As the rest of the Loeb introduction mentions, we don’t know much about what the poet Marcus Valerius Martialis got up to between the collapse of Nero’s court and his acceptance into the favour of the Flavian imperial dynasty—well, other than what he complains about in his poems, such as his lousy walk-up living space. That allows for a lot of leeway for him to make a guest appearance in The Knife of Narcissus starting in Book 3, the new installment that releases on Monday.

Martial’s poems show up before he does, as graffiti in public spaces and copied into various unauthorised editions; then the poet himself arrives, selling the equivalent of holiday greeting cards and busking in the marketplace.
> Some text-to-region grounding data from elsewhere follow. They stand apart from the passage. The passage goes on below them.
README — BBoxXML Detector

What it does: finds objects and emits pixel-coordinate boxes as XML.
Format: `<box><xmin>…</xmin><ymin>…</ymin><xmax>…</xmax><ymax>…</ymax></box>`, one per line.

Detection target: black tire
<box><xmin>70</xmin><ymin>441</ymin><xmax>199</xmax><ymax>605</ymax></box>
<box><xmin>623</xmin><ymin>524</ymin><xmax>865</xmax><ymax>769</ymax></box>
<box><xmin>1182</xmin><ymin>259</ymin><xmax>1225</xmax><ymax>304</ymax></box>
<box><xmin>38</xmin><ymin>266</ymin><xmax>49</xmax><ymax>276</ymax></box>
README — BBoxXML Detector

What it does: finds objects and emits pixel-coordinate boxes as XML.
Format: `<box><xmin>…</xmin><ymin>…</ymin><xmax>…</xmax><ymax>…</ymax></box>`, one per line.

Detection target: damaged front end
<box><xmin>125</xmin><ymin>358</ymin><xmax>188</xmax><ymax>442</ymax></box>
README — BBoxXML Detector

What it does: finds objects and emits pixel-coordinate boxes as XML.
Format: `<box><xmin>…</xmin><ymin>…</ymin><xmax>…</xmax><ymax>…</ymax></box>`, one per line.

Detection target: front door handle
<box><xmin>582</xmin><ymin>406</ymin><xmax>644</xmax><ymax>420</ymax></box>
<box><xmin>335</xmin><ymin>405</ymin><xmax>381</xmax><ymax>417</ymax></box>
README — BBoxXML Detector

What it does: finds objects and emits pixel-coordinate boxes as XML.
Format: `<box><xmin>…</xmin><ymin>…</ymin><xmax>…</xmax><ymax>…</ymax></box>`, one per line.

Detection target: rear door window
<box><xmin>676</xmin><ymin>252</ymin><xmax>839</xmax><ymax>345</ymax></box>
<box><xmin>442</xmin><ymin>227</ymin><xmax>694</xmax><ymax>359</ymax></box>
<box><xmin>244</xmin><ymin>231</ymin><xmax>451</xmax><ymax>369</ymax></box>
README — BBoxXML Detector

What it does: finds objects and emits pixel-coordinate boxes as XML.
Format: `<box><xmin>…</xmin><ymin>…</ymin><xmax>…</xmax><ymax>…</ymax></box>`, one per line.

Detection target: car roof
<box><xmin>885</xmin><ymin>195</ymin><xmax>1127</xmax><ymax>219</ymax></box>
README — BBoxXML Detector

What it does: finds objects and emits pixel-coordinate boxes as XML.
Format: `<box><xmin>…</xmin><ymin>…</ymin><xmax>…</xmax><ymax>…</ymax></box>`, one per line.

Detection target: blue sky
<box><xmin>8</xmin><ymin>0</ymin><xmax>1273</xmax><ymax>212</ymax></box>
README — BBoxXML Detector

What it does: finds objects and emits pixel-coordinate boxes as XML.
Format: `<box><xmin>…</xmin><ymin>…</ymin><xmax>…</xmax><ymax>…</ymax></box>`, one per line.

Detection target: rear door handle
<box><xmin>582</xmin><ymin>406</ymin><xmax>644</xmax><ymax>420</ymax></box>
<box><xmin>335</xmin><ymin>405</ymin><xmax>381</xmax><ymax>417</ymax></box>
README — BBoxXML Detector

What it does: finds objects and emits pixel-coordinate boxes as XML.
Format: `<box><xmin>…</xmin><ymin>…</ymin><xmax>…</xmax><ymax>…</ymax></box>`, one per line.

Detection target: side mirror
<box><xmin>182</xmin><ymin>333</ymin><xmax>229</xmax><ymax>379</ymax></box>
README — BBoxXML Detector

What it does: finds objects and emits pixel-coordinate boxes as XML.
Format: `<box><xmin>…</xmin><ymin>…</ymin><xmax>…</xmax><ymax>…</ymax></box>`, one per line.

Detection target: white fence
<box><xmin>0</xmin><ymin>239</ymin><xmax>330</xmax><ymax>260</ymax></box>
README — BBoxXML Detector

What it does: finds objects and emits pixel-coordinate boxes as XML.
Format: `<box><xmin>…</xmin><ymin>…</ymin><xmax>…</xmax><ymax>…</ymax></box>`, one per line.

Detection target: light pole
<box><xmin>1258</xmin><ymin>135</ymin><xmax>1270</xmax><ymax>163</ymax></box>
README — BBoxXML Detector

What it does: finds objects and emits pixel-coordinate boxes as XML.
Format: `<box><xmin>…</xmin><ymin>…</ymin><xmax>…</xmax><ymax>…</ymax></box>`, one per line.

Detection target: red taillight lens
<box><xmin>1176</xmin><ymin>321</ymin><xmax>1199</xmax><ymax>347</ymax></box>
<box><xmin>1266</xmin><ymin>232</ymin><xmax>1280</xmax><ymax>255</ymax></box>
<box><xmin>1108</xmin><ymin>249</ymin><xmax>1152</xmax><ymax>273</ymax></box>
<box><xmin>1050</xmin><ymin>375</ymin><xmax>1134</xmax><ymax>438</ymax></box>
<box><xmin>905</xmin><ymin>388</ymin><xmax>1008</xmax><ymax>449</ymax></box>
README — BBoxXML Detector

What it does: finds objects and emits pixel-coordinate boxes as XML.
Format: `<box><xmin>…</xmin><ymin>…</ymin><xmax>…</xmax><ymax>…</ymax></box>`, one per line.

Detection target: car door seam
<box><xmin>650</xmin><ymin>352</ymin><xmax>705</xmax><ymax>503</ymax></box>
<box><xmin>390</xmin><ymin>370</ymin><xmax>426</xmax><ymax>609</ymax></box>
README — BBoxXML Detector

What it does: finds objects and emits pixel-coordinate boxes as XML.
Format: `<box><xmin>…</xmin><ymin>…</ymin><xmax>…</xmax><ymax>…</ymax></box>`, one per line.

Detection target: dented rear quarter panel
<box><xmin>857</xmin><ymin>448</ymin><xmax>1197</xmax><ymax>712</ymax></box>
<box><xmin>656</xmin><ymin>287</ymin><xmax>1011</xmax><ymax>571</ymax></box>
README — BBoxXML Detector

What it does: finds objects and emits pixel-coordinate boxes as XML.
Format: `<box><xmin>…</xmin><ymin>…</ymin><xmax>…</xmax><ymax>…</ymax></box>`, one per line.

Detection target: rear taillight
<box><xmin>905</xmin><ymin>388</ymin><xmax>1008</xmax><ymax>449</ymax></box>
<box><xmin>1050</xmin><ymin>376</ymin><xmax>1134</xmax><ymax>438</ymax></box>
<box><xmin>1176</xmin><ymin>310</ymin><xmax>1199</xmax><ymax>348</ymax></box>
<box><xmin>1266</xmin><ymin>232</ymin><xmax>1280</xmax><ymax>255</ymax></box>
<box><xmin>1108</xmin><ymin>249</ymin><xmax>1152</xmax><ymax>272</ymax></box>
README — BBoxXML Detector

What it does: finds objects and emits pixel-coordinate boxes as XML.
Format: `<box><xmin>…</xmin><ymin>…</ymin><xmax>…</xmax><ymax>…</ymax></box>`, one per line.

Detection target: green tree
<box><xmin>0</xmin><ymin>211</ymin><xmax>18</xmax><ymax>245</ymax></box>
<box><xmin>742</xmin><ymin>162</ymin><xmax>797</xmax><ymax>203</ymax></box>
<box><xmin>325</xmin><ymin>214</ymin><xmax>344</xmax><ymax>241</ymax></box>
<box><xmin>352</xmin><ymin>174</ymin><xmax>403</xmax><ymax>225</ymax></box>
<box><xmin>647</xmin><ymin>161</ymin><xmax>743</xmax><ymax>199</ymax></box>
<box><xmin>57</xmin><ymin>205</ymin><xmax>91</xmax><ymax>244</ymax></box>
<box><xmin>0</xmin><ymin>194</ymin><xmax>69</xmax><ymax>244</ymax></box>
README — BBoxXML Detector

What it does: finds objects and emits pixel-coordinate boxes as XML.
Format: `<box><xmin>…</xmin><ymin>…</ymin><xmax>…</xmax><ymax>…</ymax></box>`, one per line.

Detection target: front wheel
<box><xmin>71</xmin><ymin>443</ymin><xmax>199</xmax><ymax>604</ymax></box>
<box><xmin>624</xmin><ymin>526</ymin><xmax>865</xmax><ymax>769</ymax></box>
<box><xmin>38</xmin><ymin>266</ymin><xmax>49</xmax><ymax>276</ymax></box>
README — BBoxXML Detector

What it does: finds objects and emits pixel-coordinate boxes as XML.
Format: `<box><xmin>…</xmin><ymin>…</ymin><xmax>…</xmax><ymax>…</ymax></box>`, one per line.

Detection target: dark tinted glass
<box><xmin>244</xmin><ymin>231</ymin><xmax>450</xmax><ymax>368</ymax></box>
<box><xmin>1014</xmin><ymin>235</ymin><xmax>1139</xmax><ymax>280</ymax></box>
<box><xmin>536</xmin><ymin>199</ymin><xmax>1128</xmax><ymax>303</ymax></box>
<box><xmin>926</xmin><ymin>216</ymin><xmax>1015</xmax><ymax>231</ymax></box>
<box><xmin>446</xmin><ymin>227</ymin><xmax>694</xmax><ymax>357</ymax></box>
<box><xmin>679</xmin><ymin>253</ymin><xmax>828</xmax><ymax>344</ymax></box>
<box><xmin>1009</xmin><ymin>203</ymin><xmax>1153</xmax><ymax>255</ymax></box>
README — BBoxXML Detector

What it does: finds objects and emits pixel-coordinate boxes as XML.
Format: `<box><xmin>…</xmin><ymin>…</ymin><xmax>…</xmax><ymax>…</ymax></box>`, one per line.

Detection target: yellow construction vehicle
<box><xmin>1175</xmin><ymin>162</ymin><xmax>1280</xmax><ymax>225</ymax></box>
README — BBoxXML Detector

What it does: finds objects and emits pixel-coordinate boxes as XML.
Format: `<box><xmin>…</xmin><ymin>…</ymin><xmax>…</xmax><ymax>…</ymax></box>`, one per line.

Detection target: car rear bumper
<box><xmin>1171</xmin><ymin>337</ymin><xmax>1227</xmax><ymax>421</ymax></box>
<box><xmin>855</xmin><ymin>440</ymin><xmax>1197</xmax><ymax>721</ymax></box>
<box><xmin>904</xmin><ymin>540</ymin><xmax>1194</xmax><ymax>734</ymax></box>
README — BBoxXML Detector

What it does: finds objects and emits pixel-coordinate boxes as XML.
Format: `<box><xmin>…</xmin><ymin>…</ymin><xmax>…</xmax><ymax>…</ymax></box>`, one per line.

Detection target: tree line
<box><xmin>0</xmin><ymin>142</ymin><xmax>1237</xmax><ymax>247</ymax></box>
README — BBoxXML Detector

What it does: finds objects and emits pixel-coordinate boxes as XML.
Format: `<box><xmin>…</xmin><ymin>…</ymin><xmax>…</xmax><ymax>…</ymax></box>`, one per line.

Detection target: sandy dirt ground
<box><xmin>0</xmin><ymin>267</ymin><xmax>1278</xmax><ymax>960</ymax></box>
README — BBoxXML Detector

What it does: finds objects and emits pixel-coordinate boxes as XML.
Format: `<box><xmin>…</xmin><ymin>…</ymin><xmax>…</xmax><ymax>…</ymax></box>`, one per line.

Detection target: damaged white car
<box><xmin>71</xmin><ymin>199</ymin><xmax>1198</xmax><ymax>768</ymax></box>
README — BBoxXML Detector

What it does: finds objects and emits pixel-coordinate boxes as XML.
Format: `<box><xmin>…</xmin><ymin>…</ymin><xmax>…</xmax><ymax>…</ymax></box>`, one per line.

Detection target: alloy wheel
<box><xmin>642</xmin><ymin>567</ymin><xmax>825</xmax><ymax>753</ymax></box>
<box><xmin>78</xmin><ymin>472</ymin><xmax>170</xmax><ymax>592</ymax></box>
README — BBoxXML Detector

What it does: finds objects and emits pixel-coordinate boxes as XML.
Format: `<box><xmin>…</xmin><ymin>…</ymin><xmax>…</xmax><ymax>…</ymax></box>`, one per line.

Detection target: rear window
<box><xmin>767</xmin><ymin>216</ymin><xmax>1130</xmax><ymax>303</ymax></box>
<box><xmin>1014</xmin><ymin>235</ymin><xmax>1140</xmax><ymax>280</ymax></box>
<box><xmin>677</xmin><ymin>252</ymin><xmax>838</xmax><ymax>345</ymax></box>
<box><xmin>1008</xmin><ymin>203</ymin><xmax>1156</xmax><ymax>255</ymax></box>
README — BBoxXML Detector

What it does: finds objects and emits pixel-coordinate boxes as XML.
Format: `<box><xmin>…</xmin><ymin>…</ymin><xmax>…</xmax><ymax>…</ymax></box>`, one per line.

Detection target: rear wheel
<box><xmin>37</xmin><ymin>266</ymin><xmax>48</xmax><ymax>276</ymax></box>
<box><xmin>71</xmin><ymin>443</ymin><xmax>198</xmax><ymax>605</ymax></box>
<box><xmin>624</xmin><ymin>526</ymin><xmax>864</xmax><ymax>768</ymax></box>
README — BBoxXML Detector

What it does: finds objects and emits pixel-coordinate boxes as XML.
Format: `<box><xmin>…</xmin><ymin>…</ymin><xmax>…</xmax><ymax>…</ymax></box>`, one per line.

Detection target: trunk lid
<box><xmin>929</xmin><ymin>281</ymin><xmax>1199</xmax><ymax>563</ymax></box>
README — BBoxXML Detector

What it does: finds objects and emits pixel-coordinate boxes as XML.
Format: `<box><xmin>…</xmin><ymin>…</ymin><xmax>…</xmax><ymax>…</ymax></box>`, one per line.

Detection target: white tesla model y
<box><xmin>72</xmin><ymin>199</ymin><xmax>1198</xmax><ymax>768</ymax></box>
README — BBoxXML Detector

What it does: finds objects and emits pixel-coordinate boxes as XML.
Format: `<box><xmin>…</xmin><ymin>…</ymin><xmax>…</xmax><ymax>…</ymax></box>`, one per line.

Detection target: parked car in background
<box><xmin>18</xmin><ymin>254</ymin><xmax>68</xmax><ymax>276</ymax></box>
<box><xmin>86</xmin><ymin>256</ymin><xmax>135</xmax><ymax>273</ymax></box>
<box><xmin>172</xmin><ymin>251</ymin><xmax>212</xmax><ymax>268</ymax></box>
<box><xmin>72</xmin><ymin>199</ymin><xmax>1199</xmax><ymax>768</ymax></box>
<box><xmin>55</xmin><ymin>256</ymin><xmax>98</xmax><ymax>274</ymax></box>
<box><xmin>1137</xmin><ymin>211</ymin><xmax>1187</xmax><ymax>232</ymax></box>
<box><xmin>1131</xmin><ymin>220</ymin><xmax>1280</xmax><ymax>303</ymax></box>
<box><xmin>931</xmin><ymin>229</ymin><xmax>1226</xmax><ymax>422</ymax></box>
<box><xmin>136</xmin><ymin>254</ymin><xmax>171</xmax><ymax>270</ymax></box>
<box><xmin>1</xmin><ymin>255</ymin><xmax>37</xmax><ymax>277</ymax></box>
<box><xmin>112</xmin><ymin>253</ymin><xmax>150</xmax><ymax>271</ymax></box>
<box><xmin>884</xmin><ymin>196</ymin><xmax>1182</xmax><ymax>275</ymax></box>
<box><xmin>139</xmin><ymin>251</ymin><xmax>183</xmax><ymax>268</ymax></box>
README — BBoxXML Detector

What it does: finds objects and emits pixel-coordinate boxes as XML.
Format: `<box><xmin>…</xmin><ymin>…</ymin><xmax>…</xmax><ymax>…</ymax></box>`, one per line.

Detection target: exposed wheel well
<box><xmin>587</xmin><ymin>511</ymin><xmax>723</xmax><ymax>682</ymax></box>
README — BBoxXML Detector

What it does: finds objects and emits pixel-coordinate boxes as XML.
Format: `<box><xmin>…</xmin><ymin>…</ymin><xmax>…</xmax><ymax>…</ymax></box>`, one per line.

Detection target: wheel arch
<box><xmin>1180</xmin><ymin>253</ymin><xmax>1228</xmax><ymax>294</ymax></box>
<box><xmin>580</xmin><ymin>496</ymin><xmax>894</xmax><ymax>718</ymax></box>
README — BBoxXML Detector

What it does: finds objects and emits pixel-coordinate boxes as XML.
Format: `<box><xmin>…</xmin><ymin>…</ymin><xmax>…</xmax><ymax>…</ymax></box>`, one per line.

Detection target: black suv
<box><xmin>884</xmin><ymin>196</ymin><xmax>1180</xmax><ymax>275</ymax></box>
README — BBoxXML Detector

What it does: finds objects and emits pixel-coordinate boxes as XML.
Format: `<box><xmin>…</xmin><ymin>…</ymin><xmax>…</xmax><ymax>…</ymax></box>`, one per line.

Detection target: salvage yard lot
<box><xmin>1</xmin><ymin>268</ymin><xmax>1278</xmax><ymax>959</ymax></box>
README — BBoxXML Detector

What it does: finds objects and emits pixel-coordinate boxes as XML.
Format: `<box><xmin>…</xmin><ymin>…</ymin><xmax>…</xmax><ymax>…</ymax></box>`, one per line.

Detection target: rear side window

As one of ancient Rome’s raunchiest poets, he’s a perfect fit for Lucius’s taste in literature, even though he doesn’t turn out to be the sort of person Lucius expected him to be.

Martial left behind an enormous output, and one of the most fun (and sometimes outright funny) parts of my research was finding poems to fit the various parts of the story; then translating them to use as-is or with tweaks to suit the scene (we’ll assume Martial wrote a few first drafts). And if I needed a new turn of phrase for an age-old act, Martial was a good place to look for creatively inspiring wording.

Pliny the Younger, one of Martial’s illustrious patrons, called him “a man of genius, of subtle and quick intelligence, and one who in his writings showed the greatest wit and pungency, and just as much fairness….But it’s likely his writings will not last. Maybe they will not—but he wrote them as if they would.”